Skip to content

pydvl.parallel

This module provides a common interface to parallelization backends. The list of supported backends is here. Backends should be instantiated directly and passed to the respective valuation method.

We use executors that implement the Executor interface to submit tasks in parallel. The basic high-level pattern is:

from pydvl.parallel import JoblibParallelBackend

parallel_backend = JoblibParallelBackend()
with parallel_backend.executor(max_workers=2) as executor:
    future = executor.submit(lambda x: x + 1, 1)
    result = future.result()
assert result == 2

Running a map-style job is also easy:

from pydvl.parallel import JoblibParallelBackend

parallel_backend = JoblibParallelBackend()
with parallel_backend.executor(max_workers=2) as executor:
    results = list(executor.map(lambda x: x + 1, range(5)))
assert results == [1, 2, 3, 4, 5]

Passsing large objects

When running tasks which accept heavy inputs, it is important to first use put() on the object and use the returned reference as argument to the callable within submit().
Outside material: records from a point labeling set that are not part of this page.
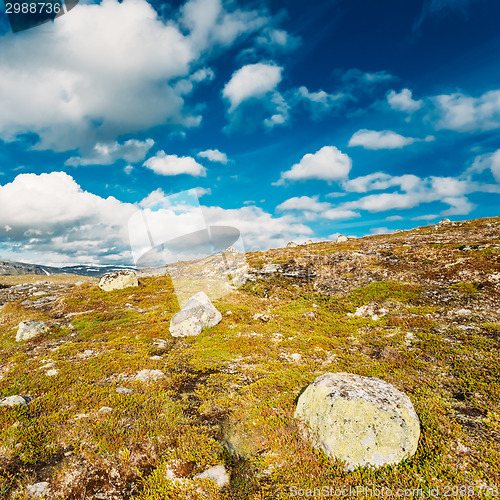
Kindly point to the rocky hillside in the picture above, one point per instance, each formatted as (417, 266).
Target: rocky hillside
(102, 402)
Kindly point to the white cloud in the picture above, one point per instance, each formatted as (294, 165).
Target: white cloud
(303, 203)
(403, 101)
(214, 155)
(280, 112)
(463, 113)
(274, 39)
(320, 100)
(131, 151)
(386, 139)
(49, 219)
(251, 81)
(164, 164)
(111, 68)
(328, 164)
(312, 209)
(379, 181)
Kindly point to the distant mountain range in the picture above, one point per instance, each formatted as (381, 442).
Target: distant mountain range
(18, 268)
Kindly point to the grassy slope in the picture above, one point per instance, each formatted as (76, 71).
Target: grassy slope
(244, 369)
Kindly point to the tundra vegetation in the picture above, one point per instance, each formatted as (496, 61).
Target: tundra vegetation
(435, 294)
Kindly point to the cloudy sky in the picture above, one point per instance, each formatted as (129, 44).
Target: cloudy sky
(297, 120)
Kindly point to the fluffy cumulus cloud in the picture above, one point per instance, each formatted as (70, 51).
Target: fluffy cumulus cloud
(488, 161)
(312, 209)
(415, 191)
(464, 113)
(328, 164)
(214, 155)
(251, 81)
(403, 101)
(303, 203)
(164, 164)
(132, 151)
(111, 68)
(381, 181)
(385, 139)
(53, 220)
(49, 218)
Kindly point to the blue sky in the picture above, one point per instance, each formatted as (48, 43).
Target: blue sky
(297, 121)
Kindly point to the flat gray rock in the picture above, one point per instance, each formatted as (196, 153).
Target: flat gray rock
(118, 280)
(361, 420)
(30, 329)
(197, 314)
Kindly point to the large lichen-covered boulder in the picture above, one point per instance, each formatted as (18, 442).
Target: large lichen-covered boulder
(361, 420)
(197, 314)
(118, 280)
(30, 329)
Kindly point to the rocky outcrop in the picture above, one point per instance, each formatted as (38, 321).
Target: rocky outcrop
(360, 420)
(197, 314)
(118, 280)
(30, 329)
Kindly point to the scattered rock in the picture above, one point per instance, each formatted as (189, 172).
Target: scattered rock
(197, 314)
(30, 329)
(118, 280)
(15, 401)
(361, 420)
(38, 490)
(146, 375)
(123, 390)
(369, 311)
(217, 473)
(262, 317)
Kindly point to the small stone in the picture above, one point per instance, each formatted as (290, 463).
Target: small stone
(262, 317)
(16, 400)
(146, 375)
(123, 390)
(118, 280)
(217, 474)
(197, 314)
(30, 329)
(38, 490)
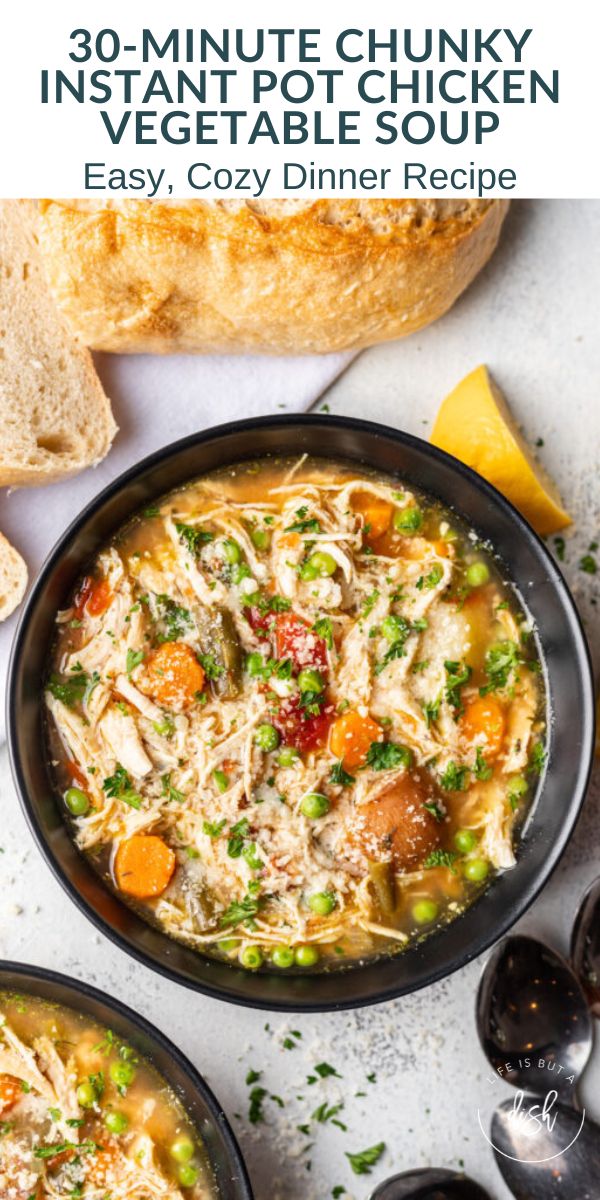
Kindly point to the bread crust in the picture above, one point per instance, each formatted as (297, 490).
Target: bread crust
(276, 276)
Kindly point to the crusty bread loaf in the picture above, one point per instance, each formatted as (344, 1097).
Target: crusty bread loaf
(281, 276)
(54, 415)
(13, 577)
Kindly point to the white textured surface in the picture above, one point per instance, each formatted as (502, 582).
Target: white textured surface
(533, 317)
(156, 401)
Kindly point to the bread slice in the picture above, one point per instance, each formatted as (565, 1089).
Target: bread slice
(287, 276)
(13, 579)
(54, 415)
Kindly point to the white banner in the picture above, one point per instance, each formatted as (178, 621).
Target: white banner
(252, 101)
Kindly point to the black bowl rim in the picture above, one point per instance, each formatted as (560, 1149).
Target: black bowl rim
(577, 791)
(30, 973)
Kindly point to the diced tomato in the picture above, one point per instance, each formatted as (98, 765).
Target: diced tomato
(295, 640)
(300, 731)
(93, 597)
(10, 1092)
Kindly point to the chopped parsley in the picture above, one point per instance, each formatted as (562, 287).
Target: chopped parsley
(457, 676)
(238, 833)
(388, 755)
(455, 779)
(73, 689)
(365, 1159)
(502, 660)
(481, 771)
(588, 564)
(177, 619)
(441, 858)
(214, 828)
(169, 791)
(431, 711)
(431, 580)
(340, 777)
(193, 538)
(241, 911)
(213, 670)
(304, 523)
(324, 629)
(119, 786)
(133, 659)
(83, 1147)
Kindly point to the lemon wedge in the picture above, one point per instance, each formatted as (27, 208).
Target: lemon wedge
(474, 424)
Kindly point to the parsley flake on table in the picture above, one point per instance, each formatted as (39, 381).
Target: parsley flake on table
(365, 1159)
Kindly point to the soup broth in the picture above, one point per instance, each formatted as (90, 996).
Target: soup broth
(83, 1115)
(297, 714)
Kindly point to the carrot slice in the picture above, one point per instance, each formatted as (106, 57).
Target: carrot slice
(144, 865)
(173, 676)
(396, 826)
(99, 598)
(484, 717)
(375, 511)
(10, 1092)
(351, 738)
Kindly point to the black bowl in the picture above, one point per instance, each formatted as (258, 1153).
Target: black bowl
(568, 679)
(189, 1086)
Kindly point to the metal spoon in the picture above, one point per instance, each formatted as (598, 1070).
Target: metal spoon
(533, 1020)
(586, 946)
(562, 1162)
(429, 1183)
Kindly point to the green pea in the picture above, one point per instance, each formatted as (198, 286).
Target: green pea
(240, 571)
(478, 574)
(181, 1149)
(310, 681)
(251, 958)
(227, 945)
(322, 904)
(87, 1095)
(232, 551)
(287, 756)
(261, 538)
(425, 911)
(187, 1175)
(323, 564)
(255, 664)
(315, 805)
(115, 1122)
(121, 1073)
(465, 840)
(282, 957)
(307, 571)
(306, 955)
(408, 520)
(267, 737)
(477, 870)
(77, 802)
(393, 628)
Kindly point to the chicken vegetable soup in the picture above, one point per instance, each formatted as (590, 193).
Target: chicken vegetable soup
(83, 1115)
(297, 714)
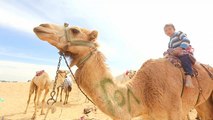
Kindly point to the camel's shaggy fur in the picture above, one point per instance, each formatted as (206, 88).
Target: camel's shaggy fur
(153, 93)
(37, 85)
(63, 85)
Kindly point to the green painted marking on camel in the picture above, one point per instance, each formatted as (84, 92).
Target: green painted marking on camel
(103, 86)
(129, 92)
(119, 98)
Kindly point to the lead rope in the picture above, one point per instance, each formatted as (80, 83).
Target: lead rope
(52, 94)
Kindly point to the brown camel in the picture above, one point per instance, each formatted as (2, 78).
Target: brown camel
(63, 85)
(40, 82)
(153, 93)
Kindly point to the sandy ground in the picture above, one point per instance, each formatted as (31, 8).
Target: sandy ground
(13, 99)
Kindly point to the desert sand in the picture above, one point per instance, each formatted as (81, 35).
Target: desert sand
(13, 99)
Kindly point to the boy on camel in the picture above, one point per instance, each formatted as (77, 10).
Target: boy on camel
(179, 46)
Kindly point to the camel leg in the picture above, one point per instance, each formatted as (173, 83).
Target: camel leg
(65, 98)
(32, 87)
(57, 93)
(37, 102)
(61, 94)
(43, 101)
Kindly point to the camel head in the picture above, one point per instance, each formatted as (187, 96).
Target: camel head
(73, 41)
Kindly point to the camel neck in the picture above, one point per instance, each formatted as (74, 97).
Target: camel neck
(97, 82)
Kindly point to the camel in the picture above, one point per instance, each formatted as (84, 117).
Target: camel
(63, 85)
(125, 77)
(40, 82)
(154, 93)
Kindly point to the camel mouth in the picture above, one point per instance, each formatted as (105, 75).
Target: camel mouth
(39, 30)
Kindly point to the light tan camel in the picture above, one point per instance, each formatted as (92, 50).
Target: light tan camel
(153, 93)
(63, 86)
(125, 77)
(40, 82)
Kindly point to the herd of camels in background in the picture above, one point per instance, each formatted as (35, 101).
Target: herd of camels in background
(153, 93)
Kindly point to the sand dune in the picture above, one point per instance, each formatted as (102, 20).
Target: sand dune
(13, 99)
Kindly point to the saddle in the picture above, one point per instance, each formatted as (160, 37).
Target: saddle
(177, 63)
(39, 73)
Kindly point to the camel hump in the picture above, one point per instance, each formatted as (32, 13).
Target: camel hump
(39, 73)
For example:

u_ref = parallel_backend.put(u)
...
executor.submit(task, utility=u)
Note that task() does not need to be changed in any way: the backend will get() the object and pass it to the function upon invocation.

There is an alternative map-reduce implementation MapReduceJob which internally uses joblib's higher level API with Parallel() which then indirectly also supports the use of Dask and Ray.